I truly have a very supportive family. We decided to pack up the camper and drive 4 hours to Grand Junction mainly so I could scope out the HITS Triathlon Course. I am getting pretty nervous about my race in 6 weeks. The training time has gone by so quickly. I always feel a bit relieved when I can preview the course of a race before I participate in the actual event. I usually do events near my home, so this was quite a journey for a course preview. Yet, my family was excited to gain a weekend of camping in the process. And we were fortunate to have awesome weather!
The drive over the mountains was not so pleasant. The battery light on the truck came on and then the lights inside the truck died out. That was definitely not a good sign. Fortunately we made it to the nearest auto parts store. I gathered the girls and took them on a tour of Costco (the only building nearby) while my husband inspected the truck. Turns out, the alternator was fried. It only took about an hour, but that brought us to our campsite at dusk.
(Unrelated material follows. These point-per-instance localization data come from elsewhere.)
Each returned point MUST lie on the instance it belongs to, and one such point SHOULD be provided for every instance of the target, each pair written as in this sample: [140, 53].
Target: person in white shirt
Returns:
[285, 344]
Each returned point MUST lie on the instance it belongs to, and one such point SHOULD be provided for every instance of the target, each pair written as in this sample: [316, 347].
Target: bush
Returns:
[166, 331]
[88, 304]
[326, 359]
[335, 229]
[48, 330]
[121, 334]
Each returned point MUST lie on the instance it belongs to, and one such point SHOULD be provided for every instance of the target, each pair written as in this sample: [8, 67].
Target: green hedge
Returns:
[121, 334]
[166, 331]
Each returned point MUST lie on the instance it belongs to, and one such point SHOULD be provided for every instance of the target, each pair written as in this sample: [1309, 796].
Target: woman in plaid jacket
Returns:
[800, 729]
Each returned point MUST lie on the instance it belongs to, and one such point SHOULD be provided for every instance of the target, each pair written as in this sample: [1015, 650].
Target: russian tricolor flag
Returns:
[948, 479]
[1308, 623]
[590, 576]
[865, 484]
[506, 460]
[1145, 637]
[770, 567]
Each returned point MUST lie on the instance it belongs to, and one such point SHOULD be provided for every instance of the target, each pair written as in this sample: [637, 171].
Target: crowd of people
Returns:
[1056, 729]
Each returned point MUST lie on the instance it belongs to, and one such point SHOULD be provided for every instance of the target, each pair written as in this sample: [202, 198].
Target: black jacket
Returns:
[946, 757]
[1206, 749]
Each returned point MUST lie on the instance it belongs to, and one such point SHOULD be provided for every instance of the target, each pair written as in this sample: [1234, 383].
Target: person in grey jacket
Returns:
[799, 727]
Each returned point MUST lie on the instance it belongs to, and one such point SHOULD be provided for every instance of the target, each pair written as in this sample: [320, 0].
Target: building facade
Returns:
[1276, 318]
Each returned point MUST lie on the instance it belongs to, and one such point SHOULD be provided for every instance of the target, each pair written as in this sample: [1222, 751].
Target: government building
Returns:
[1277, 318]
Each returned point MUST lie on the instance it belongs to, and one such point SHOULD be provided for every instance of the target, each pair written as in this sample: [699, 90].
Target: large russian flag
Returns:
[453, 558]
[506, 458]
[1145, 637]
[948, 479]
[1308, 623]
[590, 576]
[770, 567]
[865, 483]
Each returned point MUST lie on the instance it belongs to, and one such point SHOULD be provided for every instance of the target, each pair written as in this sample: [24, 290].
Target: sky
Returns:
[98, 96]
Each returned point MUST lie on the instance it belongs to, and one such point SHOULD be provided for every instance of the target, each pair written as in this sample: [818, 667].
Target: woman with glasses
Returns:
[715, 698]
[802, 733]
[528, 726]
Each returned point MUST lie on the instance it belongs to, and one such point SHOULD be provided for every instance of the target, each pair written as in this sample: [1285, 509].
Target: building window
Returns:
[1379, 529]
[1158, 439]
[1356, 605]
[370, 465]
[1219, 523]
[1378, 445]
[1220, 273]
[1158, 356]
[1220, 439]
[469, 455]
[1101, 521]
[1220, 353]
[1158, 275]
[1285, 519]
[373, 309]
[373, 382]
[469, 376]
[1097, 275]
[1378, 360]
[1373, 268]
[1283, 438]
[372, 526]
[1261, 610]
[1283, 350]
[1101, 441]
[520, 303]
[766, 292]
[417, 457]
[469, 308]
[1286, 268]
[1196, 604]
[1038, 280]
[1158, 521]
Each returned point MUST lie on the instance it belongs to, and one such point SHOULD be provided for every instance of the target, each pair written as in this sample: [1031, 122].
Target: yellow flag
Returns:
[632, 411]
We were lucky enough to find a campsite right at Highline Lake, the state park where the event will take place. I had already been in e-mail communication with the park manager regarding my desire (maybe that is a bad word choice) to swim in the lake. He had told me that the swim beach wouldn’t open up until May, but he instructed me to find him when I arrived so he would help me out. The next morning I went looking for the park manager. He told me where to swim and he also reminded me that the water was 52 degrees.
I went back to the camper and pulled on my wetsuit while wondering if I had the nerve to actually get in that dreaded cold water. My family walked down with me to the beach. The girls were going to play in the sand while I did my thing. We saw a man in waders out in the water. He was using a metal detector to search the sand in the shallow water. He told me the water was cold… not like I needed the reminder. I put on double swim caps and just started walking towards the lake. My family and the wader guy were watching me so I suddenly felt the pressure to get in the water. I couldn’t chicken out. So, I just walked in until the water was at my chest. I put on my goggles and dunked my head in. Oh geez! That was freakin’ cold! My face was numb almost instantly. It didn’t matter if I could feel my hands or feet, but my face was a different story!
I knew I had to start swimming in order to warm up (okay, the warm up never really happened). I did the moves with my arms, but I kept my face up out of the water. Okay, that’s not how you are supposed to swim freestyle, but my face was about to fall off! I was there to swim so I finally put my face in the water, but made the extra effort to breathe with each stroke. I swam from one side of the swim beach to the other side. I had to float for a second in order to warm up my face. Then I swam back across and stopped to float for a minute. I thought about the backstroke that I just learned during one of my swim lessons, but that is my least favorite stroke. I would keep my face out of the water, but I would end up splashing water all over my face anyway. And I would probably swim the wrong way and get hit by a boat. I opted to continue with the freestyle.
At one point I realized that I wasn’t moving my legs. I don’t know if that was because they were frozen or if I just couldn’t concentrate on too many things at one time. I felt claustrophobic in the wetsuit and was trying to pull it away from my neck. When I focused on my legs, I lost control of my arms. The cold water was making it much too difficult to get in a proper swim. I had no room in my brain for worrying about what was lurking in the lake. Most of my anxiety stemmed from thoughts about getting hypothermia and drowning as my family watched from the beach.
I’m not sure how long I swam back and forth… maybe 20 minutes? I was starting to get worried because I would feel fine (and even a tad warm) when I stopped to float. I wondered if that meant I was past the point of hypothermia. I decided it was probably best just to get out.
As I wrapped my body in two towels, I looked at the lake and imagined that it should be a nice lake to swim in when May rolls around (I don’t recommend swimming in the lake until then). I will still need a wetsuit, but I have no doubt that it will be much more tolerable. With the exception of the passing speed boats, the lake is relatively calm. When I looked at it in the morning it was perfectly flat and glassy.